Saint John Paul II's words at the Farewell Ceremony
Cardiff Airport, Wednesday 2 June 1982 - in English, Italian & Portuguese 

"Dear friends,
1. My pastoral visit to the countries of Britain has now come to an end. I came here as a herald of peace, to proclaim a Gospel of peace and a message of reconciliation and love. I came also as a servant - the servant of Jesus Christ, my Saviour; and the servant, too, of the Christian people. As I have travelled round England, Scotland, and finally Wales, in fulfilment of my pastoral duty to confirm my brethren, I have sought to remind Catholics of the whole saving activity of Christ, the Redeemer, our Risen Lord. In each of the countries I have also been able to meet and to pray with our brethren from other Christian communities. For these wonderful opportunities and for the friendship and brotherly welcome I have received everywhere, I give praise to God and I thank you all.

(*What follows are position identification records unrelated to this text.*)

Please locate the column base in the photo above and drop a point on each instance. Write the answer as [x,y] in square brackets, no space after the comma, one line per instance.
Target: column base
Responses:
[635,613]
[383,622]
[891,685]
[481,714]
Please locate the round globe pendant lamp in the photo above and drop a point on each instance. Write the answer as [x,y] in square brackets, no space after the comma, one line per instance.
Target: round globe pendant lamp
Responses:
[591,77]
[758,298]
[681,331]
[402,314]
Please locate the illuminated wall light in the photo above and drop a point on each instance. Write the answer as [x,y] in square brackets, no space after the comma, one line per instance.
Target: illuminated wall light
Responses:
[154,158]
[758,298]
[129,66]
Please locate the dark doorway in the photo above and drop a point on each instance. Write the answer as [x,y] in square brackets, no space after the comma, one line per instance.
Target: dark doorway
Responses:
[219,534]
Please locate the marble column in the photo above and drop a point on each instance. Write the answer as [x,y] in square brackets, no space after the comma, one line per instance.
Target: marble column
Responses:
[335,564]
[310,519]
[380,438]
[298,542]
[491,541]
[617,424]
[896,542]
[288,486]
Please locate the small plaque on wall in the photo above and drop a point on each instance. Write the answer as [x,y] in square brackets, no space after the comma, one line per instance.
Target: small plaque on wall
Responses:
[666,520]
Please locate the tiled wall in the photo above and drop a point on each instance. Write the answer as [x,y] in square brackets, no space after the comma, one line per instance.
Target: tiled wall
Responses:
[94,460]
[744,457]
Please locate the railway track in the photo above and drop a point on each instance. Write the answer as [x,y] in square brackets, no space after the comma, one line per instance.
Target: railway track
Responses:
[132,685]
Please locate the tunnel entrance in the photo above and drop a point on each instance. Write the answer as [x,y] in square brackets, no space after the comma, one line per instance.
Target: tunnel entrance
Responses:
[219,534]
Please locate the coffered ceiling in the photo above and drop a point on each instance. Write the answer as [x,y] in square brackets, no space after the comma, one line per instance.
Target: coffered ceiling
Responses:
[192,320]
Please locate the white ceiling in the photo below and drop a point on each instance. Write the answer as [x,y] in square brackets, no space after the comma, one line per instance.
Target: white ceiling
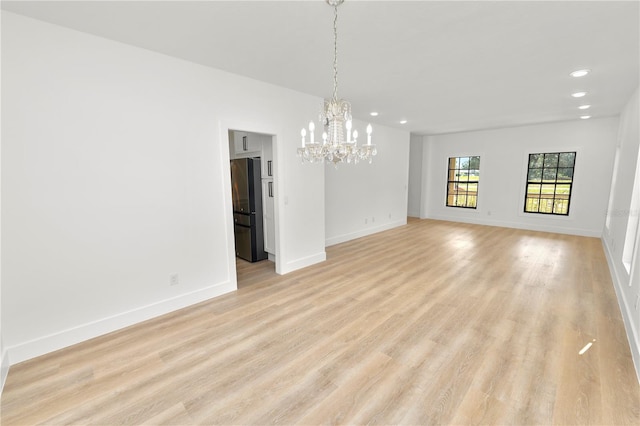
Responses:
[445,66]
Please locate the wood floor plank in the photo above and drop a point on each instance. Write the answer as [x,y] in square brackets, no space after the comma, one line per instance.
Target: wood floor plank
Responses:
[430,323]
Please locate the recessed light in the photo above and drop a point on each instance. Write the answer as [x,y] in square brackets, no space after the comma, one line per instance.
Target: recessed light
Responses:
[580,73]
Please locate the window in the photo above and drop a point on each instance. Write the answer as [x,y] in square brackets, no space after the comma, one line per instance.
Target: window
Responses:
[463,177]
[549,182]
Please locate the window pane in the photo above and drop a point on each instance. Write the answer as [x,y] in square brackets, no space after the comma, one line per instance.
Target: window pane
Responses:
[549,175]
[551,160]
[567,159]
[532,205]
[546,206]
[535,175]
[562,191]
[474,163]
[555,172]
[561,206]
[547,191]
[463,177]
[565,174]
[535,160]
[533,189]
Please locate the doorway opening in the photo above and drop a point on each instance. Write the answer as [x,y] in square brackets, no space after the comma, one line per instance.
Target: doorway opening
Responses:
[254,202]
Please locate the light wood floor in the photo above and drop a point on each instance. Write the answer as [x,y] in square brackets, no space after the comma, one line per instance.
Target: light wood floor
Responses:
[430,323]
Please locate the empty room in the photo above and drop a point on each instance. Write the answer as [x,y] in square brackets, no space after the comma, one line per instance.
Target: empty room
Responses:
[320,212]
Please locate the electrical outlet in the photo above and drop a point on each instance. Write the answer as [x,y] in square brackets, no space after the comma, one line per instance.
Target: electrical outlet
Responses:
[174,279]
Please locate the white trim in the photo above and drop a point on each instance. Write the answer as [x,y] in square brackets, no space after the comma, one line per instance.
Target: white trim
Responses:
[303,262]
[4,369]
[81,333]
[363,233]
[627,316]
[517,225]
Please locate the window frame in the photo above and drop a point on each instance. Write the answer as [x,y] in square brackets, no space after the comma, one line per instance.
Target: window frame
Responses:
[555,182]
[455,181]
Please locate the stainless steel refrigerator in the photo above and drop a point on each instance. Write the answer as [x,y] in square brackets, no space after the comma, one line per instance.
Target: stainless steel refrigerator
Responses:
[246,188]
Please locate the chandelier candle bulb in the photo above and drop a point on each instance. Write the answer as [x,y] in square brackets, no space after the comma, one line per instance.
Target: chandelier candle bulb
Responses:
[335,117]
[312,127]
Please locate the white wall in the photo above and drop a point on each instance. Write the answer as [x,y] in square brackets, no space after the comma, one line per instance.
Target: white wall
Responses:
[115,174]
[415,175]
[4,358]
[366,198]
[503,168]
[627,284]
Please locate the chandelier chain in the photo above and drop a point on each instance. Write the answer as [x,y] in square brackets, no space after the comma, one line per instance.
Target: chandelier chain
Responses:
[335,52]
[339,143]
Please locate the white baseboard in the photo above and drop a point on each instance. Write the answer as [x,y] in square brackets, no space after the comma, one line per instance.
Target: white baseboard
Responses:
[303,263]
[65,338]
[517,225]
[363,232]
[4,369]
[625,309]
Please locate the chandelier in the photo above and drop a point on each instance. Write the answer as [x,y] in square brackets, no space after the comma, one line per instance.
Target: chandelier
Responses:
[335,116]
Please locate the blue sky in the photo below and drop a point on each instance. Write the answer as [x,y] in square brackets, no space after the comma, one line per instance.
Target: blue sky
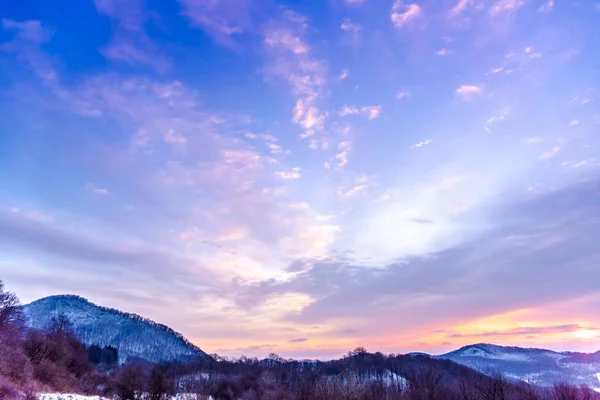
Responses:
[304,177]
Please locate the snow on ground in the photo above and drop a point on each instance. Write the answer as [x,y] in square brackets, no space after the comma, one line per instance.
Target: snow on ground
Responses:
[63,396]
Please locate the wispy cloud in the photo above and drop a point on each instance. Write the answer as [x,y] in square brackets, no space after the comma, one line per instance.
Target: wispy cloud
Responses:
[96,190]
[220,19]
[460,7]
[130,42]
[505,7]
[534,140]
[402,14]
[292,62]
[422,144]
[294,173]
[549,154]
[349,26]
[468,92]
[299,340]
[372,112]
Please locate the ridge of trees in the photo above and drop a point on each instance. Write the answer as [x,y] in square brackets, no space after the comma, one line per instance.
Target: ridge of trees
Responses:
[53,359]
[135,317]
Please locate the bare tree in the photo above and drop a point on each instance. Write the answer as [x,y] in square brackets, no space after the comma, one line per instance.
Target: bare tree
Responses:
[10,309]
[159,385]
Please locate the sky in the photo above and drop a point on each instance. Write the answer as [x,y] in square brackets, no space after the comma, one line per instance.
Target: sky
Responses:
[305,177]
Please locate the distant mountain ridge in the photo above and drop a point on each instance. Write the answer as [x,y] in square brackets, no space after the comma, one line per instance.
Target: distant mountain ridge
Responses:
[134,336]
[539,366]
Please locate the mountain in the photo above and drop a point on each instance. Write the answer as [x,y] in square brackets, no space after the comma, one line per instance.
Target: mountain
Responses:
[539,366]
[132,335]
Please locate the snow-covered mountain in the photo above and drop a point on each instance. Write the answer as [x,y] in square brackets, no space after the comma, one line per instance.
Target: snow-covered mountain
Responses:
[132,335]
[539,366]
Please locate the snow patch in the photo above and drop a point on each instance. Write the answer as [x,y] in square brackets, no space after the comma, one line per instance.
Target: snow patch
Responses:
[65,396]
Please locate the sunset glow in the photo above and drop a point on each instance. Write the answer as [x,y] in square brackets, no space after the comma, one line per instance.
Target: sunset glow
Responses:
[306,177]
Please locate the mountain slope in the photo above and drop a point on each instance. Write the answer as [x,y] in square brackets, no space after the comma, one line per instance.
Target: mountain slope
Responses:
[539,366]
[132,335]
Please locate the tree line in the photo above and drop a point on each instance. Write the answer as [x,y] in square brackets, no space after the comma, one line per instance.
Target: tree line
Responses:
[52,359]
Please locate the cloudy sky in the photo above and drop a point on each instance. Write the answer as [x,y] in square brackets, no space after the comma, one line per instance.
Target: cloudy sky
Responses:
[304,177]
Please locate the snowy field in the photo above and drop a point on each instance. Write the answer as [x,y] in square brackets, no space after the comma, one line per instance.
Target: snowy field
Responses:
[62,396]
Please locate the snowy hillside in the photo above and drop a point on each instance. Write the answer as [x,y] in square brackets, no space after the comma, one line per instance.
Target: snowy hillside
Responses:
[132,335]
[539,366]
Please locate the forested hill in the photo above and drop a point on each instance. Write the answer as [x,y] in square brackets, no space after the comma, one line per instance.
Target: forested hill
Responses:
[131,334]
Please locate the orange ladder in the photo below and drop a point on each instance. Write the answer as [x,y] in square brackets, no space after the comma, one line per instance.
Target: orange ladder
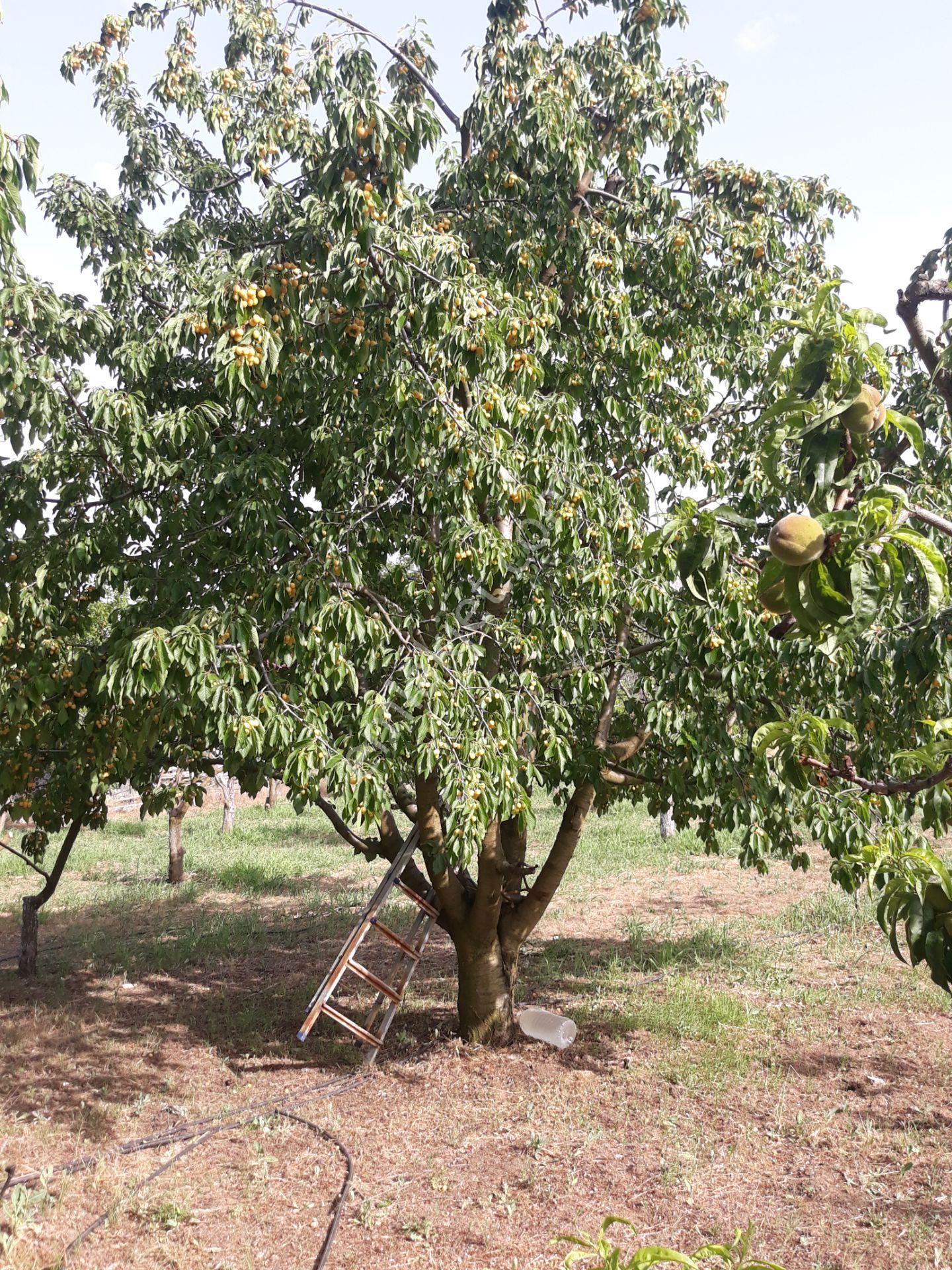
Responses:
[412,947]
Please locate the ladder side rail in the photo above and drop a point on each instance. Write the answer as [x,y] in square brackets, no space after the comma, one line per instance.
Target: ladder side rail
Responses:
[413,937]
[352,944]
[390,1013]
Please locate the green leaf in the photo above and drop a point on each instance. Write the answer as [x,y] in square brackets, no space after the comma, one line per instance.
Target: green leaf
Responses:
[910,427]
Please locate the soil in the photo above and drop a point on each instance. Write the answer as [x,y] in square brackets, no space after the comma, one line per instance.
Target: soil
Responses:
[834,1141]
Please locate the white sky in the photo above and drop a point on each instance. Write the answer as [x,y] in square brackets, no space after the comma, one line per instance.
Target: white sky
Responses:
[857,89]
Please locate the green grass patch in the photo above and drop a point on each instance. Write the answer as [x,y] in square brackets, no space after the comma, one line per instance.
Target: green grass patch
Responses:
[716,944]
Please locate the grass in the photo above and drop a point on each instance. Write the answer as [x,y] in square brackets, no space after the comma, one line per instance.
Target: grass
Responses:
[282,879]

2. To the civic authorities of the countries and of the cities I have visited, I wish to express my deep gratitude. The help, support and cooperation you have given to the Catholic people in your areas, and the way you have made available suitable places for my pastoral visit, have reminded the world of the great blessing of mutual understanding and respect which are a part of the British inheritance. I also wish to thank the police and all those who have been responsible for public order and for the smooth running of the events of these past few days.

3. And now, as I prepare to return to Rome, I express once more my good wishes to all the people of Britain, and in particular to Her Majesty the Queen, especially on this the anniversary of her Coronation. As I leave you, I do so with the prayer that God may bless all the people of Wales, among whom I have spent this memorable day, I say:

Bentith duw arnoch!

To all the people of England, Scotland and Wales, I say: May God bless you all. May he make you instruments of his peace, and may the peace of Christ reign in your hearts and in your homes."